Entri Populer

Sabtu, 07 Mei 2011

Hadis


HADIS SHAHIH DAN HADIS HASAN
Oleh: Erik Budianto,S.PdI

Pendahuluan
Hadits jika dilihat dari jumlah banyaknya perawi (kuantitas rawi) terbagi menjadi dua, yaitu hadits mutawatir dan hadits ahad. Adapun jika dilihat dari aspek kualitas sanad, hadits terbagi menjadi tiga, yaitu shahih, hasan, dan dhaif. Pada awalnya, ulama hadits hanya membagi kualitas hadits dalam dua macam, yaitu shahih dan dhaif. Hadits dhaif itu sendiri terbagi menjadi dua macam: (1) hadits dhaif yang tidak dapat /tidak boleh diamalkan dan dipakai hujjah, dan (2) hadits dhaif yang tidak seberapa kelemahannya sehingga tidak ada halangan untuk dipakai hujjah. Selanjutnya jenis hadits yang kedua tersebut oleh Imam Turmudzi serta ahli hadits berikutnya disebut hadits hasan[1]. Jadi ulama yang pertama kali memperkenalkan istilah hadits hasan adalah Imam Turmudzi yang termuat dalam karyanya Jami’ At-Tirmidzi..
Menurut sebagian ulama, adakalanya hadits hasan termasuk hadits shahih[2]. Namun, sebagian yang lain berpendapat bahwa hadits hasan adalah hadits otonom yang tidak termasuk hadits shahih, dan tingkatannya lebih tinggi daripada hadits dhaif. Para ulama hadits sepakat bahwa semua hadits mutawatir pasti shahih. Maka kategorisasi hadits shahih, hasan, dan dhaif itu hanya diberlakukan pada hadits ahad.
Pengetahuan tentang karakteristik dan kriteria kesahihan hadis merupakan persoalan yang sangat penting. Mengingat hal inilah yang menjadikan atau menyebabkan sebuah hadis diterima (maqbul) atau ditolak (mardud). Jika menurut penelitian ulama hadis bahwa sebuah hadis dikatakan sahih atau hasan itu artinya hadis tersebut dapat dijadikan hujjah. Begitu juga sebaliknya, jika sebuah hadis tidak memiliki kriteria hadis shahih atau hasan, maka hadis tersebut tidak dapat dijadikan hujjah. Oleh karena itu, tulisan ini akan membicarakan tentang hadits shahih dan hasan yang meliputi pengertian, Kriteria, macam-macam, Jumlah dan status wurudnya.


Pembahasan

A.     Hadits Shahih
I.       Pengertian Hadits Shahih
Secara bahasa, shahih adalah lawan dari sakit. Ini adalah makna hakiki pada jasmani. Sedangkan dalam penggunaannya pada hadits dan makna-makna yang lain, yang digunakan adalah makna majazi.[3]
Adapun secara istilah, para ulama telah memberikan definisi hadits shahih yang telah diakui dan disepakati kebenarannya oleh para ahli hadits, yaitu sebagai berikut:
الحديث الصّحيح هو الحديث الّذي اتّصل سنده بنقل العدل الضّابط عن العدل الضّابط الى منتهاه ولايكون شاذا ولا معلّلا.
artinya:
Hadits shahih adalah hadits yang bersambung sanadnya, yang diriwayatkan oleh rawi yang adil dan zhabit dari rawi lain yang (juga)adil dan zhabit sampai akhir sanad, dan hadits ini tidak janggal serta tidak mengandung cacat (illat)
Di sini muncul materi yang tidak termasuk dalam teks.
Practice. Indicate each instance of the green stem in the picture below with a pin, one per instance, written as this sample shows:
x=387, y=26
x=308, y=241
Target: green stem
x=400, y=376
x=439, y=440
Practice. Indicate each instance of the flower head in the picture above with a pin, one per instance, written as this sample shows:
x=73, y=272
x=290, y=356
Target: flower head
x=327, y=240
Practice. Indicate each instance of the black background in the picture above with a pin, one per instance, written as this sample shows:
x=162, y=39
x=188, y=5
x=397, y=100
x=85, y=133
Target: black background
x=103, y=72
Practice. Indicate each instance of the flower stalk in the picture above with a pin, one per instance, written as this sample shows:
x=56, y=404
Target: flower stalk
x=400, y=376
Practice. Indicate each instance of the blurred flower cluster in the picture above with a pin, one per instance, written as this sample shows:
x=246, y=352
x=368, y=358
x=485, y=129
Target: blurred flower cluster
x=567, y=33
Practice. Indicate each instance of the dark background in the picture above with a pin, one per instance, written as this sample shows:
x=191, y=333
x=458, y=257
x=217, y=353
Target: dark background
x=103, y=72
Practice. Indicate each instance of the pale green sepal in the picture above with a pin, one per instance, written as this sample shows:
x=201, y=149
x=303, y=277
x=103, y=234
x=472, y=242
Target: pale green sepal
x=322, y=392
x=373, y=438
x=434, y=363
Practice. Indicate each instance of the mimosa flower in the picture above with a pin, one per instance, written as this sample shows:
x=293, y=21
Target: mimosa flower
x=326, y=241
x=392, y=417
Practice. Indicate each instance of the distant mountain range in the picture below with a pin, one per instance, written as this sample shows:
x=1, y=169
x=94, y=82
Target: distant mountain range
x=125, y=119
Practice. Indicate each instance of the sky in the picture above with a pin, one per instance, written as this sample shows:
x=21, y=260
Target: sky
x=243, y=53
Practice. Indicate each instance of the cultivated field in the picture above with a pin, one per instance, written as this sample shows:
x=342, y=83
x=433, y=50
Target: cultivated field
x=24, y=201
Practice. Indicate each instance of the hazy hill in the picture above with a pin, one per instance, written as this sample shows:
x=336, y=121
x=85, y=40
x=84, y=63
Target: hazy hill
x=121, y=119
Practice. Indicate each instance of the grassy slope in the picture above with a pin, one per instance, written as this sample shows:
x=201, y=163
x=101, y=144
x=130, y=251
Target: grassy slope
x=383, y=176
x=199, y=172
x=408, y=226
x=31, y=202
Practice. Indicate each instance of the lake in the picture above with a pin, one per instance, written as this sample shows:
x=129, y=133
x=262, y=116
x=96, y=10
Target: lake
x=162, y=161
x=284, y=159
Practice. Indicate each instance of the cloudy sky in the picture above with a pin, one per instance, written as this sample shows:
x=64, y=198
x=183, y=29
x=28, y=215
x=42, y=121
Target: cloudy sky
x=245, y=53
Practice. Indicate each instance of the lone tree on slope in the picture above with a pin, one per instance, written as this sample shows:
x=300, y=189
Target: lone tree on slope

II.      Kriteria Hadits Shahih
Dari definisi di atas dapat dipahami bahwa suatu hadits dikatakan shahih apabila memenuhi syarat-syarat yang meliputi sanad dan matan sebagai berikut:
a.    Mengenai Sanad
1.    Semua rawi dalam sanad haruslah bersifat adil. Menurut al-Razi sebagaimana dikutip oleh Endang Soetari bahwa yang dimaksud adil di sini adalah tenaga jiwa yang mendorong untuk selalu bertindak takwa, menjauhi dosa-dosa besar, menjauhi kebiasaan melakukan dosa-dosa kecil dan meninggalkan perbuatan-perbuatan mubah yang dapat menodai muru’ah, seperti makan sambil berdiri di jalanan, buang air (kencing) di tempat yang bukan disediakan untuknya dan bergurau yang berlebih-lebihan.[4] Ibn al-Sam’ani menambahkan bahwa termasuk syarat adil adalah tidak mengikuti pendapat salah satu madzhab yang bertentangan dengan syara’.[5] Sementara menurut Muhyi al-Din Abd al-Hamid, syarat keadilan rawi adalah; 1)  Islam, periwayatan orang kafir tidak diterima, 2) Mukallaf, periwayatan anak yang belum dewasa menurut pendapat lebih shahih, tidak diterima. 3) Selamat dari sebab-sebab yang menjadikan seorang fasik dan cacat pribadi.[6]
2.    Semua rawi dalam sanad haruslah dhabit. Rawi dhabit dapat diartikan seorang rawi yang kuat hapalannya atau juga rawi yang cermat mencatat dan membukukan hadits serta mampu mengungkapkan kembali dengan cakap.[7] Dalam bahasa lain dhabit di sini dibagi dalam dua kategori, yaitu dhabit al-shadri dan dhabit al-kitab.[8]
3.    Sanadnya bersambung. Rawi tingkatan shahabat Nabi benar-benar berjumpa dan menyampaikan hadits pada rawi tingkatan kedua, dan demikian seterusnya.
4.    Tidak syad (rancu); kerancuan adalah suatu kondisi di mana seorang rawi berbeda dengan rawi lain yang lebih kuat posisinya.
5.    Tidak ada ‘illat[9] (cacat), yakni terbebas dari cacat-cacat keshahihan pada sanad seperti pemalsuan rawi.
b.    Mengenai Matan
1.    Pengertian yang terkandung dalam matan tidak boleh bertentangan dengan ayat al-Qur’an atau hadits mutawatir walaupun keadaan rawi sudah memenuhi syarat.
2.    Pengertian dalam matan tidak bertentangan dengan pendapat yang disepakati (ijma’) ulama, atau tidak bertentangan dengan keterangan ilmiah yang kebenarannya dapat dipastikan secara sepakat oleh para ilmuan.
3.    Tidak ada kejanggalan lainnya, jika dibandingkan dengan matan hadits yang lebih tinggi tingkatan kedudukannya.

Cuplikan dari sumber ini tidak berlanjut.